Over 80% of renewable electricity generated in Ireland came from wind power accounting for three quarters of the avoided CO2 emissions. The remaining renewable electricity came from a range of technologies, including hydropower, biomass, waste and landfill gas. The contribution from biomass and renewable wastes includes biomass combined heat and power; co-firing in Edenderry peat-fired power plant; and approximately half of the waste consumed in the waste-to-energy plant in Meath.
Commenting on the figures Dr Eimear Cotter, SEAI Head of Low Carbon Technologies said "Ireland is making significant progress in decarbonising our electricity system. Renewable energy accounted for a quarter of our electricity requirements in 2015, dramatically reducing fossil fuel imports. It also avoided 3 million tonnes of CO2 being released into the atmosphere, contributing to action on climate change. In addition, the economy benefits from the use of local and indigenous renewable energy which brings with it local jobs and
Concluding Dr Cotter said: “We know that renewables in electricity generation helps to lower CO2 emissions, but we still have an electricity system that is heavily reliant on carbon emitting fossil fuels. With 2020 renewable electricity targets approaching, we need to intensify action to increase the contribution of all renewables in our electricity mix.”

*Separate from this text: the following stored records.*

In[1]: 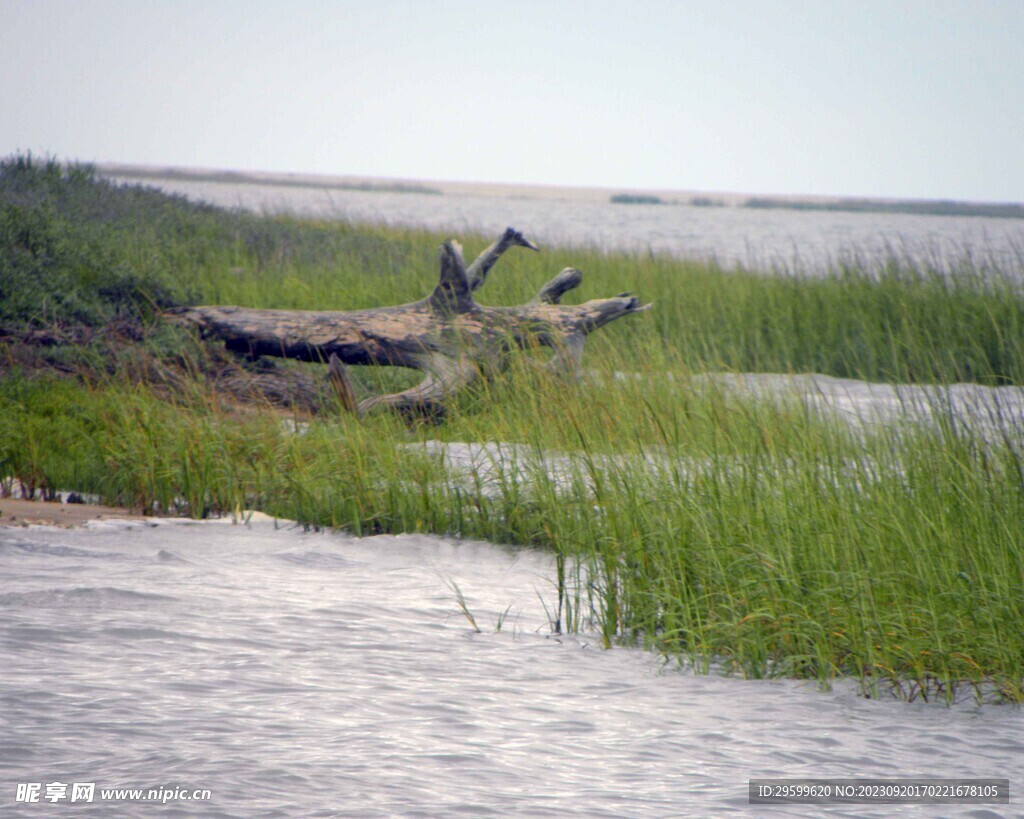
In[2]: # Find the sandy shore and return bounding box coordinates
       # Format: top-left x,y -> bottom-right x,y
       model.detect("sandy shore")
0,498 -> 143,526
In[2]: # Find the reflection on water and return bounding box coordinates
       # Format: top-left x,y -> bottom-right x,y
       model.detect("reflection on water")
0,522 -> 1024,817
105,174 -> 1024,270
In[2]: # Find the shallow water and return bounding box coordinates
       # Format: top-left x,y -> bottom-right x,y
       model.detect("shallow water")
105,179 -> 1024,271
0,522 -> 1024,817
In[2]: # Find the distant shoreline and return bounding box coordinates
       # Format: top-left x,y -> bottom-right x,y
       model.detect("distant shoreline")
95,163 -> 1024,219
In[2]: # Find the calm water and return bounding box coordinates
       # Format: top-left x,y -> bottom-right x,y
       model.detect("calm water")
110,174 -> 1024,270
0,522 -> 1024,817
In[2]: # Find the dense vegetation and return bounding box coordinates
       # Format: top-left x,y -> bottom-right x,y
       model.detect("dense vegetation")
6,157 -> 1024,699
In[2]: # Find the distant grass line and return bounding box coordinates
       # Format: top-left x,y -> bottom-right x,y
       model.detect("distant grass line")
99,165 -> 444,196
742,197 -> 1024,219
6,157 -> 1024,701
6,156 -> 1024,384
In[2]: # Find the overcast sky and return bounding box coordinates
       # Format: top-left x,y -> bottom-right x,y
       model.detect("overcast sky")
0,0 -> 1024,202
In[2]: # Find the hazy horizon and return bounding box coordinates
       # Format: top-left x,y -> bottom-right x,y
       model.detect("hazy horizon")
0,0 -> 1024,203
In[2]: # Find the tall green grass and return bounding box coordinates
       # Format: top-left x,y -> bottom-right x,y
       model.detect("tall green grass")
0,157 -> 1024,700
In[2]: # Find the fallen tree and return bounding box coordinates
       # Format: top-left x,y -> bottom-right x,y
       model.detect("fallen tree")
170,227 -> 650,416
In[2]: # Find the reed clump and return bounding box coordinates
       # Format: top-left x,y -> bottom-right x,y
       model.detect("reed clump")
6,157 -> 1024,700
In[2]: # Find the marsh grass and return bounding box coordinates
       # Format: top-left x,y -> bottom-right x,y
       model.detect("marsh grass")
6,157 -> 1024,700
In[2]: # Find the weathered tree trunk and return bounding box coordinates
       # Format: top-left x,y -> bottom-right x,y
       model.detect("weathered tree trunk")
172,227 -> 650,416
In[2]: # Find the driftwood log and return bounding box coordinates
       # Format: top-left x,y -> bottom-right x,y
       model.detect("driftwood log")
171,227 -> 650,416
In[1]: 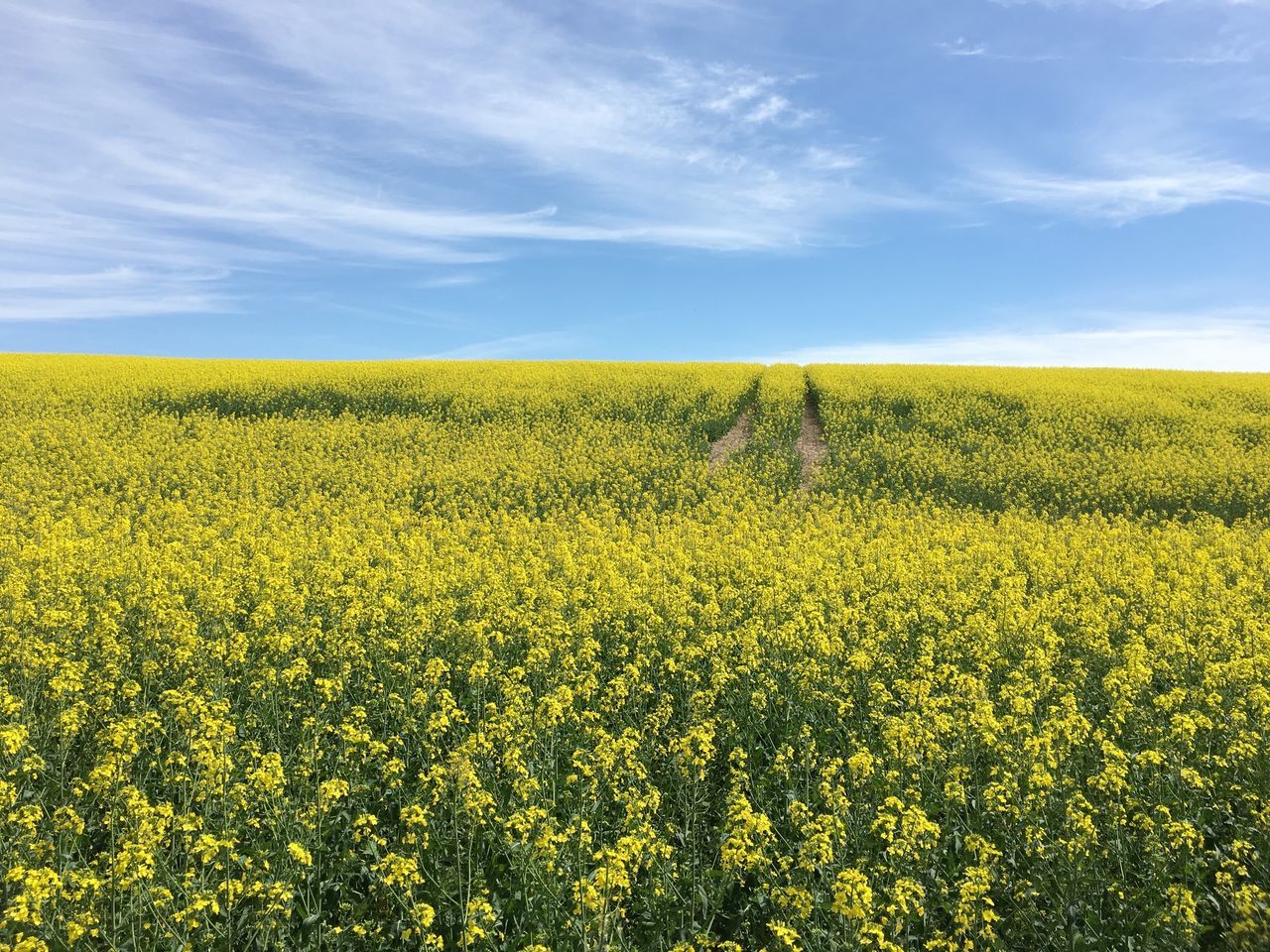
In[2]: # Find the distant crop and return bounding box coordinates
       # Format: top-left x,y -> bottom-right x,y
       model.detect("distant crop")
0,357 -> 1270,952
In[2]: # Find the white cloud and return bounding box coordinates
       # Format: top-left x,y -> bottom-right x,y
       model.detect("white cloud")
971,154 -> 1270,222
935,37 -> 988,56
767,313 -> 1270,372
0,0 -> 908,318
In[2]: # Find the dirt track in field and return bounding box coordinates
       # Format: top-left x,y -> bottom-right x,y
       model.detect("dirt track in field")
710,408 -> 754,468
794,391 -> 829,493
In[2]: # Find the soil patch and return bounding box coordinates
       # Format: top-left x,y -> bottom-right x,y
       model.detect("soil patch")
795,391 -> 829,493
710,409 -> 754,468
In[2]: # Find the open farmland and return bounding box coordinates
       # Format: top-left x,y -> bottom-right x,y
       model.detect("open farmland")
0,357 -> 1270,952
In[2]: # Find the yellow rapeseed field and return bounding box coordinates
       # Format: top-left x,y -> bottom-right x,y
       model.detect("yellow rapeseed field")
0,357 -> 1270,952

Click here to download Renewable Electricity in Ireland 2015
The Sustainable Energy Authority of Ireland (SEAI) plays a leading role in the transformation of Ireland to a society based on sustainable energy structures, technologies and practices. SEAI is designated as the Issuing Authority for Building Energy Ratings in Ireland. SEAI is partly financed by Ireland’s EU Structural Funds Programme co-funded by the Irish Government and the European Union.
Progress towards targets
Renewable energy contributed 9.1% of Gross Final Energy Consumption in 2015. This compares with a target of 16% to be reached by 2020.
The share of electricity from renewable energy was 25.3% (normalised) in 2015, over half way to the RES-E target of 40% in 2020.
Renewable Electricity (RES-E)
Electricity from renewable energy sources more than quadrupled its share of gross electricity generation since 1990 going from 4.9% in 1990 to 27.3% (non-normalised) in 2015. During this time the absolute amount of electricity from renewables increased eleven fold from 697 GWh to 7,857GWh.
Use of renewables in fuels used for electricity generation increased by 18.8% in 2015. The largest increase was in wind, with an increase of 27.9%, accounting for 12.6% or approximately one eighth of fuels used.
Electricity generated from wind and hydro (normalised) in 2015 accounted for 21.1% and 2.5%, respectively, of Ireland’s gross electrical consumption. Biomass and renewable waste accounted for 1.0%, landfill gas for 0.6%, biogas for 1.0% and 0.01% from solar.
Over 80% of renewable electricity generated came from wind power, with installed generating capacity reaching 2,440 MW.
CO2 Intensity and Avoided Emissions
The carbon intensity of electricity increased by 2.5% to 467.5 CO2/kWh in 2015 mostly due to increased use of coal for electricity generation.
Renewable energy in electricity generation is estimated to have avoided greenhouse gas emissions of 3,188 ktCO2 in 2015.
It is estimated that wind energy avoided 2,436 ktCO2, followed by hydro at 323 ktCO2 and solid biomass at 203 ktCO2 in 2015.